As a professional working in preservation, the demolition of historic schools has posed a tremendous challenge for communities and tax payers all over the country. In Massachusetts, Tim Cahill, the State Treasurer and Chairman of the Massachusetts School Building Authority (MSBA) has been imposing upon every tax payer one of the most ludicrous ideas in the state’s fiscal history. Towns like Wellesley and Norwood have all jumped on Cahill’s bandwagon and voted to demolish their historic schools and construct new ones based on the Model School Plan.
Mr. Cahill has made it his lifelong goal to “save” communities money by demolishing their historic schools. Of course, in the long run the costs of maintaining these schools will outweigh the benefits to communities further burdening the tax payer. According to the MSBA, the Model School Plan “effectively adapt[s] and re-use[s] the designs of successful, recently constructed high schools and incorporate[s] sustainable, “green” design elements when possible and will be flexible in educational programming spaces while encouraging community use.” Educational theories constantly change and what were once groundbreaking theories in one generation may be obsolete for the next. But really, is there a need to demolish a school simply because it may programmatically interfere with the needs of students in the 21st century?
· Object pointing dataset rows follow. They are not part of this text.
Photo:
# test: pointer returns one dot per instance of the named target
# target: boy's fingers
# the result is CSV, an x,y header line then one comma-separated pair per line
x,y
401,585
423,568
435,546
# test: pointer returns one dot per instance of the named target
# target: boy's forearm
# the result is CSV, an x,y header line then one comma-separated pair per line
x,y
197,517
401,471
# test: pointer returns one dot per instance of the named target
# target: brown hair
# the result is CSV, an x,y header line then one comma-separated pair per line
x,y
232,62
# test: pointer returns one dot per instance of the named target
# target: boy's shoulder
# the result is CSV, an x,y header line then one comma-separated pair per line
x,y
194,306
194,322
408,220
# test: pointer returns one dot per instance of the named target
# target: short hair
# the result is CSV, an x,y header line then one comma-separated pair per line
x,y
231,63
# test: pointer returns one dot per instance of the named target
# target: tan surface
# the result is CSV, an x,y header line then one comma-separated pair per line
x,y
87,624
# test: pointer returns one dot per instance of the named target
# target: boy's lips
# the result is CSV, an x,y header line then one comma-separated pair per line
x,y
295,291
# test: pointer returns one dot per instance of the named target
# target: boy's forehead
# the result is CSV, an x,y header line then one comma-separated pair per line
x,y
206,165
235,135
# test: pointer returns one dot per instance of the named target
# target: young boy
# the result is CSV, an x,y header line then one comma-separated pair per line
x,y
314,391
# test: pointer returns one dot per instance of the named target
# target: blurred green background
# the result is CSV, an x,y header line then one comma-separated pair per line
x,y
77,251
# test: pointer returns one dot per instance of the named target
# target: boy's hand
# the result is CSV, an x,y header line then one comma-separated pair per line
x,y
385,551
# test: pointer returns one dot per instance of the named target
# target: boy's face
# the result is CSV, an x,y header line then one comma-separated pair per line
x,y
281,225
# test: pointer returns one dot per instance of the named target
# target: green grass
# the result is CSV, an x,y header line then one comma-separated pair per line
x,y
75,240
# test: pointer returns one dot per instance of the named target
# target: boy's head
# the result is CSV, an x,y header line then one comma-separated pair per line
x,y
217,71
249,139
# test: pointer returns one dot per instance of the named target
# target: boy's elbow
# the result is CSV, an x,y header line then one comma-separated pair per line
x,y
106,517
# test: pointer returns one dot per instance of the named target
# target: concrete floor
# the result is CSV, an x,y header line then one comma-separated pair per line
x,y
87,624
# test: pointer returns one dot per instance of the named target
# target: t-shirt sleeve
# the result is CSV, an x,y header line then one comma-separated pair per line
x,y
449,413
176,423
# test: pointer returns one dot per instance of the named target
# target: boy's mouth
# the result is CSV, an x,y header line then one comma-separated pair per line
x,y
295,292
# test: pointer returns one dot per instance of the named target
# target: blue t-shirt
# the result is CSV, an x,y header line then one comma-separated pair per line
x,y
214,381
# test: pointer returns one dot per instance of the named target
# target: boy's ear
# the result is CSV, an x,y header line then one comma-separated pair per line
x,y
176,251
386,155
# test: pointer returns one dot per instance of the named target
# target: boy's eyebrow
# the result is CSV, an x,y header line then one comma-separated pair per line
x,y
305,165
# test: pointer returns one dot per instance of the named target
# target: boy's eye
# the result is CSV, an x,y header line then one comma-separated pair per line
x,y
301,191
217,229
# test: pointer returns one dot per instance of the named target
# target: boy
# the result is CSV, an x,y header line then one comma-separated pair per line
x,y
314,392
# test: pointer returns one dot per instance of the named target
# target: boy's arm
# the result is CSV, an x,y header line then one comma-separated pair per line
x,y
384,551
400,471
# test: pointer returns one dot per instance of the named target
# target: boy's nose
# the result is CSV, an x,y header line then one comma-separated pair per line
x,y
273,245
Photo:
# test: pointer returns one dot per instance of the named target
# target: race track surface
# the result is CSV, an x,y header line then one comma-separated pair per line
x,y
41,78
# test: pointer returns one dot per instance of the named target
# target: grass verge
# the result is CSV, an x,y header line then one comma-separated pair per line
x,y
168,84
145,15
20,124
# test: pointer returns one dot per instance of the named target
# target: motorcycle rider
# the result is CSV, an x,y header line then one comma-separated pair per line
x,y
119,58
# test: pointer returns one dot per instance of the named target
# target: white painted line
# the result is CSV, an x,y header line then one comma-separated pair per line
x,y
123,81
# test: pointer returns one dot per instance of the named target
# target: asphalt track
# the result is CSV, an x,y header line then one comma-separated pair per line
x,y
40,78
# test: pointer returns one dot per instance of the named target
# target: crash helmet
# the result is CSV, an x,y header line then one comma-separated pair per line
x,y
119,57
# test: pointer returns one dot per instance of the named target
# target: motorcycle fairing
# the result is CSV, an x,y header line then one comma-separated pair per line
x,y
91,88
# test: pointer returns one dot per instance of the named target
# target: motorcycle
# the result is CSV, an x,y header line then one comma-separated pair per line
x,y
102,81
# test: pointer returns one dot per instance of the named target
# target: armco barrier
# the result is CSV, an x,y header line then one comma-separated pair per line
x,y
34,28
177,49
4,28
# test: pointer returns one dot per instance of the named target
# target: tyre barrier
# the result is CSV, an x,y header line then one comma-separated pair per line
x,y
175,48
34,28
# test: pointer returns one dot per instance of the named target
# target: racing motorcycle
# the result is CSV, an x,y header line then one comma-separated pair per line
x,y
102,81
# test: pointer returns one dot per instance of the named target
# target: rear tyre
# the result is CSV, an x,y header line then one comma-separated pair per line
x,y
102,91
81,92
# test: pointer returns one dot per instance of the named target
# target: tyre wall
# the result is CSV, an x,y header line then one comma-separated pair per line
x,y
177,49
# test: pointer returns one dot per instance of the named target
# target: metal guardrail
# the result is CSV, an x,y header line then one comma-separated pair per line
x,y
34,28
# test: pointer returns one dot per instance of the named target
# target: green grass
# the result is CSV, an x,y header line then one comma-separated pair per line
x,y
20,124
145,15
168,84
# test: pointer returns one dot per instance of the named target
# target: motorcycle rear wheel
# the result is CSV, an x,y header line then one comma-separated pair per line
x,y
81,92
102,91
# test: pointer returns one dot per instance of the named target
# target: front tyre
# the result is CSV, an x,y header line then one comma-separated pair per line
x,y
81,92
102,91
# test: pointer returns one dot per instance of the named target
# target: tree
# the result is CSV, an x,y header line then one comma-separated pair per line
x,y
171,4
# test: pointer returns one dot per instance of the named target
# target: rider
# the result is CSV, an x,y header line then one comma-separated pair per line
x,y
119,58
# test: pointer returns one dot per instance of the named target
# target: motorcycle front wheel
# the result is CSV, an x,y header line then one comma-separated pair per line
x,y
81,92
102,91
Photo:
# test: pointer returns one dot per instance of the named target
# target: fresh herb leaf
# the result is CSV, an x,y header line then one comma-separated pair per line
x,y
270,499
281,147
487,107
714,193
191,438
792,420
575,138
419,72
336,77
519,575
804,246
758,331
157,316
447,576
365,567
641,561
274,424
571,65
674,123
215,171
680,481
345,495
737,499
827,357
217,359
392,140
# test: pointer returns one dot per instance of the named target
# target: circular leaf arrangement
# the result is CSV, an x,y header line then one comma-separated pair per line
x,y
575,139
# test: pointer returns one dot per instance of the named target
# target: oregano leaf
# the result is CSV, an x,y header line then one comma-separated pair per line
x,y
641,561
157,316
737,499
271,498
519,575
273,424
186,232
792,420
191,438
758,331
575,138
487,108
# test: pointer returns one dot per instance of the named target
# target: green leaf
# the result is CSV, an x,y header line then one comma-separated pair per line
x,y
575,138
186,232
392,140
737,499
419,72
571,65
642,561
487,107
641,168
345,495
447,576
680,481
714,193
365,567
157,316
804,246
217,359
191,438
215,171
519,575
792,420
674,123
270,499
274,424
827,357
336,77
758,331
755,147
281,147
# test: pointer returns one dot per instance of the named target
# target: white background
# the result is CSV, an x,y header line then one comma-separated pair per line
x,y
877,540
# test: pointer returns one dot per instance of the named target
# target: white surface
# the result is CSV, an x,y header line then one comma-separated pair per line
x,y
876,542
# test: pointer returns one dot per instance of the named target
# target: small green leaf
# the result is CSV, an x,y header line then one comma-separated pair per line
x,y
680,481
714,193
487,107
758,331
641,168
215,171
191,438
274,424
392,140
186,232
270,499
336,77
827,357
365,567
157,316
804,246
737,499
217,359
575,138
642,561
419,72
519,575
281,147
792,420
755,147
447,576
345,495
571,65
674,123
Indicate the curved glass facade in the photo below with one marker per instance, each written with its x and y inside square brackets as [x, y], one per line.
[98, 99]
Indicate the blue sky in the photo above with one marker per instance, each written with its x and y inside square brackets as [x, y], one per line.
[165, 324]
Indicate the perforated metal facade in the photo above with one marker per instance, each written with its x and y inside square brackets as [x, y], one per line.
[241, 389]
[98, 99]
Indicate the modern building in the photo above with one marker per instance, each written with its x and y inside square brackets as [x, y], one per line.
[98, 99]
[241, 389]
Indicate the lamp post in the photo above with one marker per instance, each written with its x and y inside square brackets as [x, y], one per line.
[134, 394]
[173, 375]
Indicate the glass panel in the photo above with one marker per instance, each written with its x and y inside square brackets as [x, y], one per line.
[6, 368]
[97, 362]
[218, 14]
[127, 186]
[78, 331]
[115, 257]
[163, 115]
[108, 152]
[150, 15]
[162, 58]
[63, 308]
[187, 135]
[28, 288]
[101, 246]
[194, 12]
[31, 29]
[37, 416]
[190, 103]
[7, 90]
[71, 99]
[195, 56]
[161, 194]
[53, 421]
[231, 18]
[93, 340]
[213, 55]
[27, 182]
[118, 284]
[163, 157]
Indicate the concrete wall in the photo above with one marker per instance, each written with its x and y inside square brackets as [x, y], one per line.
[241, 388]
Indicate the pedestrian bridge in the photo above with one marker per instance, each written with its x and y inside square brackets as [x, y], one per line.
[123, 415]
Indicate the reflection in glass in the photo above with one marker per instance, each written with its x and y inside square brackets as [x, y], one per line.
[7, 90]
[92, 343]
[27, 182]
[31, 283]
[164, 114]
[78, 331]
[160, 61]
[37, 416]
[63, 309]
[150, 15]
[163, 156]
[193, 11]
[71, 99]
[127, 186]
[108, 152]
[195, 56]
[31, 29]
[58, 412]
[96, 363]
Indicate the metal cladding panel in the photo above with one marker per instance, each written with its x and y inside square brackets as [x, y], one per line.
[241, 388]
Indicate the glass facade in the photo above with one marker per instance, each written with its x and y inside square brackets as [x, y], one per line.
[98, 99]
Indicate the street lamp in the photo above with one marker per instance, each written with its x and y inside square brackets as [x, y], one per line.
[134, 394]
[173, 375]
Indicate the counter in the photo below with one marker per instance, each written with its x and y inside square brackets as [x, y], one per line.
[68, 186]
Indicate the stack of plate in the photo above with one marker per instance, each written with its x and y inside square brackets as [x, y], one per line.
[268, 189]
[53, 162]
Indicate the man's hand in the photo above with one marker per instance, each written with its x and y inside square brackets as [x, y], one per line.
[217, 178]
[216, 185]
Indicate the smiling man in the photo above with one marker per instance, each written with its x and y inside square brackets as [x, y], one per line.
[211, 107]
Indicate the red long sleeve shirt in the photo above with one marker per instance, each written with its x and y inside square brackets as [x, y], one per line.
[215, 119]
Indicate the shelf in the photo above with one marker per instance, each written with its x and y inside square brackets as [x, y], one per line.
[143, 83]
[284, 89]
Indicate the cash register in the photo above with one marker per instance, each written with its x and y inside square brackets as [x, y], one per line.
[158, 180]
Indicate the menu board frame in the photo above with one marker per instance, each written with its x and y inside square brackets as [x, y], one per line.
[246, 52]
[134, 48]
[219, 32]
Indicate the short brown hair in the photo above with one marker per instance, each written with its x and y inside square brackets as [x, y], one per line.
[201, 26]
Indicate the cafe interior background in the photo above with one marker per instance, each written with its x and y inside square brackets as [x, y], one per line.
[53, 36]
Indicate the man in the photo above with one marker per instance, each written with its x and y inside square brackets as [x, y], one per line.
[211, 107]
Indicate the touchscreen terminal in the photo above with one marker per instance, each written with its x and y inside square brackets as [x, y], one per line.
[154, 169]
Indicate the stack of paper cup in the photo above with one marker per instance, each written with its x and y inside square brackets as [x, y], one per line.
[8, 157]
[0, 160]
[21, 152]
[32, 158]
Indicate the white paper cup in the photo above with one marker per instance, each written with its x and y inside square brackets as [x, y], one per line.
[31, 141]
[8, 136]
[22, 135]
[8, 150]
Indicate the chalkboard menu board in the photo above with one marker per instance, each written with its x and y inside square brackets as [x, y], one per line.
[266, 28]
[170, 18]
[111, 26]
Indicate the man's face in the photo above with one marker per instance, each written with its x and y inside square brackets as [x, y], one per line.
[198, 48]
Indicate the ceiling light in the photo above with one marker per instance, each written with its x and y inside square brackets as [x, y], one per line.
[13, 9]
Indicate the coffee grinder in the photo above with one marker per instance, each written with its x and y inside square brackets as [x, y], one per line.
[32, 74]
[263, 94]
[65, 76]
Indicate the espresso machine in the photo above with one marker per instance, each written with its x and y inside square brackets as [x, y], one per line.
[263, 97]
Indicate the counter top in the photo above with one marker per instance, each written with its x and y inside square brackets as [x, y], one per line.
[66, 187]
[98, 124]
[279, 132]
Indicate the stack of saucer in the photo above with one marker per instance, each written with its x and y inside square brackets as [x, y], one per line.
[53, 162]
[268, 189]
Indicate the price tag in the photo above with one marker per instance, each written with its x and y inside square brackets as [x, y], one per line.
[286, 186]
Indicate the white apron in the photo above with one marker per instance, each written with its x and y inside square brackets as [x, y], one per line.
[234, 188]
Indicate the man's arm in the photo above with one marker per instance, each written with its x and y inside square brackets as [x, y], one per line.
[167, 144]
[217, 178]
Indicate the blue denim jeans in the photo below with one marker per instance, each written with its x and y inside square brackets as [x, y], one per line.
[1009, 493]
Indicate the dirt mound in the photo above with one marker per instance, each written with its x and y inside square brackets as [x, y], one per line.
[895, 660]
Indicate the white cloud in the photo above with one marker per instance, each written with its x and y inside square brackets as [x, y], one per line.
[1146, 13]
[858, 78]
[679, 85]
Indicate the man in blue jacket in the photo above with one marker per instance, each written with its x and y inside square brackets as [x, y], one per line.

If you are wondering how the Model School Plan works, let us consider this scenario: The new and supposedly better school is constructed in the “old” school’s playing fields over a short period of time (usually summer). When the new school is completed, the “old” school is then demolished and either converted to surface parking lot or playing fields.
The Model School Plan has many faults, one of them is that it ignores the possibility of either finding a re-use for the historic school or incorporating new technology to improve the quality of education. Most likely, Mr. Cahill has never heard of the phrase “the greenest building is the one that is already built” coined by Carl Elefante of Quinn Evans Architects and Director of Sustainable Design and a Principal in the Washington, DC office. Preservationists, architects and those concerned with sustainability and architecture live and practice by this mantra and if Mr. Cahill has heard it before. Demolishing a “historic” school or an architecturally significant building to build a “green” one, is not being sustainable.
The success of the new Model School design is also debatable. While schools continue to fall one after the other, like a domino sculpture, studies on the effectiveness of the Model School Plan have yet to surface. Towns have been blindfolded and have voted to adopt Cahill’s absurd ideas without really knowing what they are getting themselves into. Do people really think that demolishing a building is done at no costs to the town, state, country or environment? Adopting the Model School Plan only spells many future problems for our towns and cities, not to mention the deep holes in our tax payer’s pockets.
The schools that have already been built in Massachusetts under the Model School Plan are NOT good models for other schools to follow. These schools are as architecturally uninspiring as a course in economics was to me back in college. The new buildings look like a CVS, Stop and Shop, Wal-Mart or a Target in contrast to the masterpieces that have been demolished or will be demolished in their place.
Shame on Wellesley for voting to demolish their International Style high school designed in 1938 by the internationally acclaimed firm of Perry Dean Shaw and Hepburn and shame on Norwood for voting to demolish their strikingly beautiful Colonial Revival school designed by the town’s leading architect. Massachusetts has already lost several architecturally significant schools including Auburn High School, but can we afford to lose one more?